Übersetzungsideen: Was könnte der Inhalt sein?
Schon oft haben Menschen behauptet, sie hätten den Text des Voynich-Manuskripts entschlüsselt. William Romaine Newbold war einer der ersten: Er behauptete, eine „Mirkoschrift“ in den mikroskopisch kleinen Unregelmäßigkeiten der einzelnen Zeichen entdeckt zu haben. Mit viel Phantasie erkannte er unter dem Mikroskop winzige griechische Buchstaben. Wirklich entschlüsseln ließ sich der Text so aber nicht.
Der Verschlüsselungs-Experte William Friedmann, der während des 2. Weltkriegs immerhin den japanischen PURPLE-Code geknackt hatte, versuchte sich ebenfalls am Voynich Manuscript.
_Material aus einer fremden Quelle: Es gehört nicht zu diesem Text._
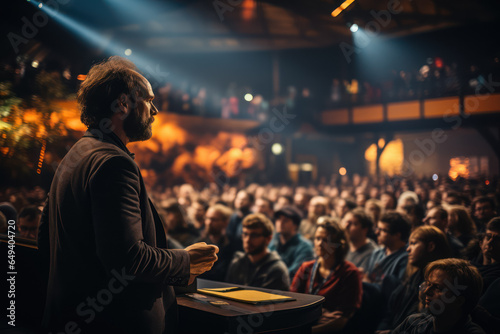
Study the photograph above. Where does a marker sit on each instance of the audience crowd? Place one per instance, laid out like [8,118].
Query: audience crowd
[400,255]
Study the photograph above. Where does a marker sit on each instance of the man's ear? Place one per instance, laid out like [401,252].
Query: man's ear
[123,104]
[431,246]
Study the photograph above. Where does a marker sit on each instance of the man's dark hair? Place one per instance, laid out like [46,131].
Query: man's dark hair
[442,213]
[268,201]
[350,204]
[483,199]
[462,273]
[494,225]
[99,93]
[31,212]
[397,224]
[363,218]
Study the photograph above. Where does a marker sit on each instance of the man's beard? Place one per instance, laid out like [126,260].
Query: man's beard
[136,129]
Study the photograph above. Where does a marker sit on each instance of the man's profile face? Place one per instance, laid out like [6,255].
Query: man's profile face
[138,123]
[215,222]
[254,241]
[483,211]
[353,227]
[285,226]
[434,219]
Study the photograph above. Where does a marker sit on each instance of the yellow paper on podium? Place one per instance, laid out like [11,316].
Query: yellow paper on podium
[246,296]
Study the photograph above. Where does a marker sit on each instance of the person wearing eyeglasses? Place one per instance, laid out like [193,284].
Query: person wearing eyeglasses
[426,244]
[257,266]
[392,232]
[450,292]
[332,277]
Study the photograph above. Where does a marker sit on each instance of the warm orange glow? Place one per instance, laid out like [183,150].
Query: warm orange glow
[459,167]
[381,142]
[391,159]
[249,7]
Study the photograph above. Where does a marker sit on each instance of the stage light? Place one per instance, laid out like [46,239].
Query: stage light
[340,8]
[307,167]
[277,149]
[381,142]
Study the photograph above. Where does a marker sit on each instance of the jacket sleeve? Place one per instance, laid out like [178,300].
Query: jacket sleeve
[116,214]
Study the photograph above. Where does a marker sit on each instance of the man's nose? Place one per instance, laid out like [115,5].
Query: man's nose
[154,110]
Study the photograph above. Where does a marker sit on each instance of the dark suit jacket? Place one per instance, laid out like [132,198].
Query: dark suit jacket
[110,270]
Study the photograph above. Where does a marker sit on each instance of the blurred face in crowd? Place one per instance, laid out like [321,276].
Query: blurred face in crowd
[138,124]
[300,201]
[341,208]
[434,219]
[353,227]
[387,202]
[316,208]
[215,222]
[28,228]
[483,211]
[198,211]
[262,206]
[438,298]
[323,246]
[254,241]
[242,202]
[373,211]
[417,252]
[491,245]
[384,237]
[285,226]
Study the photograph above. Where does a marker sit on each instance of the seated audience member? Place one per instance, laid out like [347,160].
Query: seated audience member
[460,224]
[293,248]
[490,268]
[197,213]
[282,201]
[373,208]
[483,210]
[332,277]
[450,292]
[342,206]
[301,201]
[265,206]
[242,205]
[392,233]
[216,221]
[257,266]
[179,228]
[28,222]
[318,206]
[426,244]
[388,201]
[357,224]
[438,217]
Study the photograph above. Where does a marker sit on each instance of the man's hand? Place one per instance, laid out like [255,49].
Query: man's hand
[201,257]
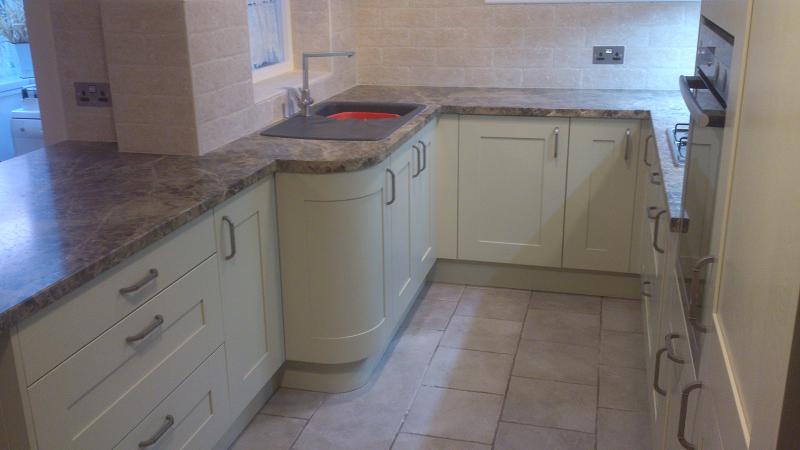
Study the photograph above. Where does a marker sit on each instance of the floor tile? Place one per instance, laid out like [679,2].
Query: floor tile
[448,413]
[433,314]
[512,436]
[469,370]
[563,327]
[622,430]
[622,349]
[551,301]
[551,404]
[475,333]
[407,441]
[293,403]
[622,315]
[493,303]
[269,433]
[623,388]
[556,361]
[444,291]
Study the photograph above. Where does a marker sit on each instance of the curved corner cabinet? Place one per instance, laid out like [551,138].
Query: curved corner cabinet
[355,249]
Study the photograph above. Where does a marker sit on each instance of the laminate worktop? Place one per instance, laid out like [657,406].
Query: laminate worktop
[73,210]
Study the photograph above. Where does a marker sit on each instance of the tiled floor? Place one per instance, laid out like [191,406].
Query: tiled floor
[479,368]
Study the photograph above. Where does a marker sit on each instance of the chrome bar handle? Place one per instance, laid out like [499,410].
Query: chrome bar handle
[687,391]
[232,233]
[657,230]
[158,320]
[419,161]
[152,274]
[627,144]
[556,132]
[424,156]
[169,421]
[644,291]
[695,298]
[647,150]
[394,188]
[653,180]
[670,351]
[657,373]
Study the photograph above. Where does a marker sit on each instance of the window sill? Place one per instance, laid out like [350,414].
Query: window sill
[277,85]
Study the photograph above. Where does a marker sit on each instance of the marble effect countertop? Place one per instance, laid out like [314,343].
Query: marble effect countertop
[74,210]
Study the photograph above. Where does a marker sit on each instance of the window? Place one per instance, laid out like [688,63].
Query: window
[270,37]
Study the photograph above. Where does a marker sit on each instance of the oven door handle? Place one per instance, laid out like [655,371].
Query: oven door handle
[700,117]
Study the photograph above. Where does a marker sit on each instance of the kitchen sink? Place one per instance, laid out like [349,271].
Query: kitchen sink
[347,121]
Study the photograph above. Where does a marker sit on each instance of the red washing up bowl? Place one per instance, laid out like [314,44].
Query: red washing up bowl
[362,115]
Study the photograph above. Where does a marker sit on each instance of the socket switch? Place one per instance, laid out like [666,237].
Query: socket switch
[609,55]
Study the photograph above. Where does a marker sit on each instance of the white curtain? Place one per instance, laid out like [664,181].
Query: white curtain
[265,18]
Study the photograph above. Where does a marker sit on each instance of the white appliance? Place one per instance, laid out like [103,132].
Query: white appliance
[26,123]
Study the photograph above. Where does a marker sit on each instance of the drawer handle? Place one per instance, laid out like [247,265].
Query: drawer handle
[657,372]
[657,230]
[158,320]
[152,274]
[671,351]
[394,188]
[169,421]
[556,132]
[647,150]
[627,144]
[419,161]
[653,179]
[232,233]
[687,391]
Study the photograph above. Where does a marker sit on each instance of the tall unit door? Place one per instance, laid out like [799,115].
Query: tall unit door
[400,177]
[512,177]
[601,191]
[422,207]
[247,234]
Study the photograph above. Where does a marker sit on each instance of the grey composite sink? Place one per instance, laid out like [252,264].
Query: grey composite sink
[357,121]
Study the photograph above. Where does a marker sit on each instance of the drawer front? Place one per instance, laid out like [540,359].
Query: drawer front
[54,334]
[94,398]
[194,416]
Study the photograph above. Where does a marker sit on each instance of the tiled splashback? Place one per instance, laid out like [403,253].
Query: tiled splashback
[469,43]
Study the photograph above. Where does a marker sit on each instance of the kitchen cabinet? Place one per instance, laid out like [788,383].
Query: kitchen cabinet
[249,272]
[512,179]
[601,187]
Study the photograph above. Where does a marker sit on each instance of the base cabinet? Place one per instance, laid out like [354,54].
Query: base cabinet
[249,271]
[601,194]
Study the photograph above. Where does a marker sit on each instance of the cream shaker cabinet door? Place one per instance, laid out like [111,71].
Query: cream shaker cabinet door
[423,229]
[246,231]
[512,176]
[400,176]
[601,189]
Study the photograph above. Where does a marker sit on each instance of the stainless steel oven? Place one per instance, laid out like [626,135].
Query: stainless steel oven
[706,96]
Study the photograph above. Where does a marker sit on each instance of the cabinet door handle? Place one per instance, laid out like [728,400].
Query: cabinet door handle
[647,150]
[158,320]
[657,372]
[394,188]
[644,291]
[556,132]
[654,180]
[169,421]
[657,230]
[627,144]
[152,274]
[424,156]
[687,391]
[671,351]
[696,295]
[419,161]
[232,233]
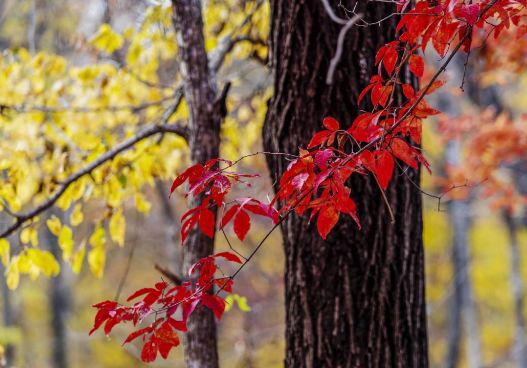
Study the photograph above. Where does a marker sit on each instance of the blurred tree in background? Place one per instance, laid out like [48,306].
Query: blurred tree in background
[92,107]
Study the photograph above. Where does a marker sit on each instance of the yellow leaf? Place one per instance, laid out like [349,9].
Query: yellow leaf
[25,235]
[78,258]
[54,225]
[12,274]
[142,204]
[44,261]
[29,235]
[117,227]
[106,39]
[66,241]
[76,216]
[240,300]
[97,239]
[4,251]
[96,260]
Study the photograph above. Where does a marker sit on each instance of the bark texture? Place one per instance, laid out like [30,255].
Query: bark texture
[357,299]
[205,118]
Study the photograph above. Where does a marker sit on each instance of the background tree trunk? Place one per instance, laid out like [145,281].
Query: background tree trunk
[357,299]
[204,141]
[59,305]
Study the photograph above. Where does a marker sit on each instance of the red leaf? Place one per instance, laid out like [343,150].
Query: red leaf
[417,65]
[166,335]
[470,13]
[390,59]
[227,217]
[207,222]
[331,123]
[403,151]
[327,219]
[214,303]
[408,91]
[384,164]
[319,138]
[149,352]
[242,223]
[178,325]
[134,335]
[229,256]
[141,292]
[365,92]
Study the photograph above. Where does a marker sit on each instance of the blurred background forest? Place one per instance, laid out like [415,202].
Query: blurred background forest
[78,77]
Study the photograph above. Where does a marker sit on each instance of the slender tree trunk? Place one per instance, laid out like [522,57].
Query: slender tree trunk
[59,303]
[462,309]
[205,119]
[357,299]
[8,319]
[520,343]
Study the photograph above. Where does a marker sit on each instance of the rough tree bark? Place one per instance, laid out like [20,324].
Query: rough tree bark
[204,140]
[357,299]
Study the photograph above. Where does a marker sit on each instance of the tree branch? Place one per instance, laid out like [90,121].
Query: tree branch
[161,127]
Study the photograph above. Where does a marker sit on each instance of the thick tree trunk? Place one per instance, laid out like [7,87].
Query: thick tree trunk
[357,299]
[205,118]
[520,342]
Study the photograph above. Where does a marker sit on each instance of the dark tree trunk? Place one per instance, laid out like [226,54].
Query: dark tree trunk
[204,140]
[357,299]
[59,305]
[8,360]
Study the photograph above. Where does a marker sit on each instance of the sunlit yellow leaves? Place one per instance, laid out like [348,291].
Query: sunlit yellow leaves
[54,225]
[117,227]
[29,235]
[78,258]
[97,254]
[142,204]
[33,262]
[241,301]
[97,260]
[66,241]
[107,40]
[77,216]
[42,260]
[91,110]
[4,252]
[12,274]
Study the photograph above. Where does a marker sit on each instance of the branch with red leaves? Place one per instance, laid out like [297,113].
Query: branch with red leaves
[316,182]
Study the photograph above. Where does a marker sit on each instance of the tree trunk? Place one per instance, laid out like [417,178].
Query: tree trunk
[520,343]
[204,140]
[59,303]
[358,298]
[462,309]
[8,360]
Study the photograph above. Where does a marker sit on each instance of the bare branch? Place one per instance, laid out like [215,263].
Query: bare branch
[340,47]
[162,127]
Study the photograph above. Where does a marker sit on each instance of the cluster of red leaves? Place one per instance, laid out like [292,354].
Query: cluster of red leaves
[317,180]
[214,183]
[492,143]
[170,305]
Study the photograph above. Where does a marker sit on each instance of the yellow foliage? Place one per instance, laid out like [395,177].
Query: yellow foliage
[5,250]
[117,227]
[66,242]
[107,40]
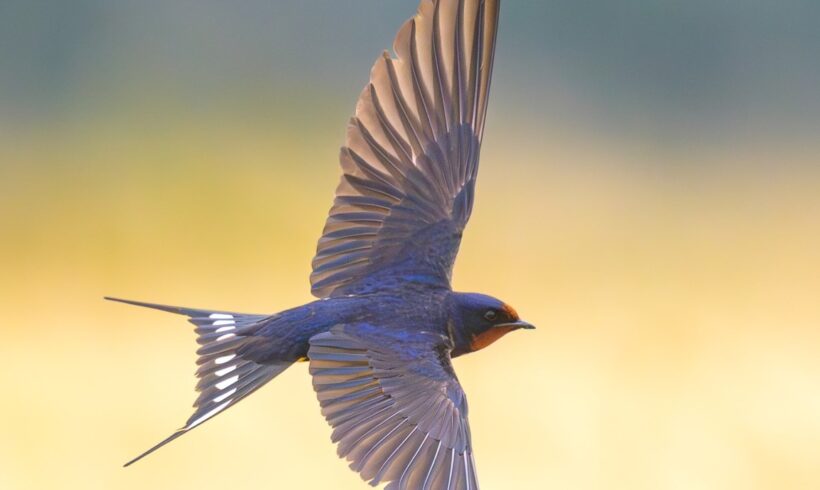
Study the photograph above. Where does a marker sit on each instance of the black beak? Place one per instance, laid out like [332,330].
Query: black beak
[518,324]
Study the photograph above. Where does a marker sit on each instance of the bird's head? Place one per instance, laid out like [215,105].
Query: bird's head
[483,319]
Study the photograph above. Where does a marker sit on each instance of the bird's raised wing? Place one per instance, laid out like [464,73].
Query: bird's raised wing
[397,410]
[411,155]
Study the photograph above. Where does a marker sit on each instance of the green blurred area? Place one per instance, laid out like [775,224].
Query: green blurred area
[648,197]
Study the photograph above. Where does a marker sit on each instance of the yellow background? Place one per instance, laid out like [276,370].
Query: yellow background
[672,268]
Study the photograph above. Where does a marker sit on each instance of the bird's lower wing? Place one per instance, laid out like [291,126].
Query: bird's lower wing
[397,410]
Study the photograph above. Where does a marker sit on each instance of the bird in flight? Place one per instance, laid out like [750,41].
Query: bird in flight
[381,336]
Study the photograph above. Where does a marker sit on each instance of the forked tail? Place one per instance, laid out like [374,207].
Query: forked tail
[225,376]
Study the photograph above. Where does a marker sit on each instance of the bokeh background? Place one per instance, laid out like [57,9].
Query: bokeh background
[649,197]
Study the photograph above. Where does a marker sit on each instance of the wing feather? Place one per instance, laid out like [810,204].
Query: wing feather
[411,156]
[397,410]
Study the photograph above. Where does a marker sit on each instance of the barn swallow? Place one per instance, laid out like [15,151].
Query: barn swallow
[381,336]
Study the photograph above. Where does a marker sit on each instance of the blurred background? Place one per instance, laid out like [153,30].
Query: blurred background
[649,197]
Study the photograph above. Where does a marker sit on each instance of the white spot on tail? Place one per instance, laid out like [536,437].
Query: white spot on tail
[209,415]
[223,316]
[225,395]
[224,384]
[224,371]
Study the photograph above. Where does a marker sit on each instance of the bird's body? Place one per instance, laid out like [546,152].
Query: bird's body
[381,335]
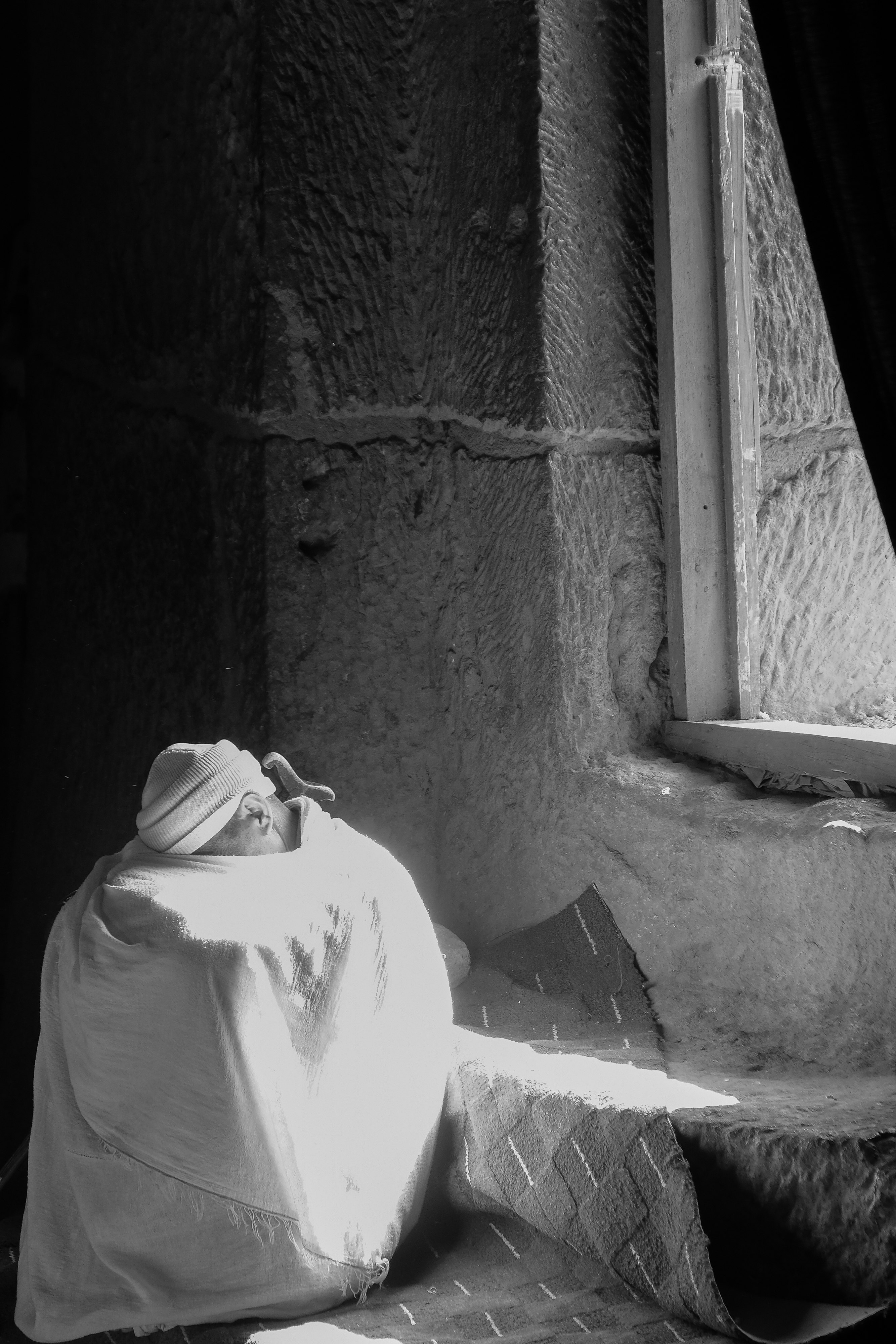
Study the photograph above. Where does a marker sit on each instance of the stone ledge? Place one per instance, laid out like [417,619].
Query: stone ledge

Er kam zu dem Ergebnis, dass das Buch in einer unbekannten Plansprache geschrieben wurde, die sich an keiner existierenden Sprache orientierte, sondern komplett neu entwickelt wurde. Entschlüsseln konnte Friedmann diese Plansprache jedoch nicht.
Mit der Zeit mehrten sich die Stimmen, die eine ganz neue Theorie vorschlugen: Das Buch war nur ein Scherz eines Gelehrten aus der Frühen Neuzeit, der so seine Mitmenschen ärgern wollte. Der Texte bestehe also nur aus sinnlos aneinandergereihten Phantasiezeichen und habe keine Bedeutung. Doch Pergament war im 15. Jahrhundert ebenso teuer wie die verwendete Tinte. Außerdem war der Zeitaufwand für die Erstellung von Text und Zeichnungen enorm – das musste also schon ein sehr reicher und ehrgeiziger Scherzkeks gewesen sein!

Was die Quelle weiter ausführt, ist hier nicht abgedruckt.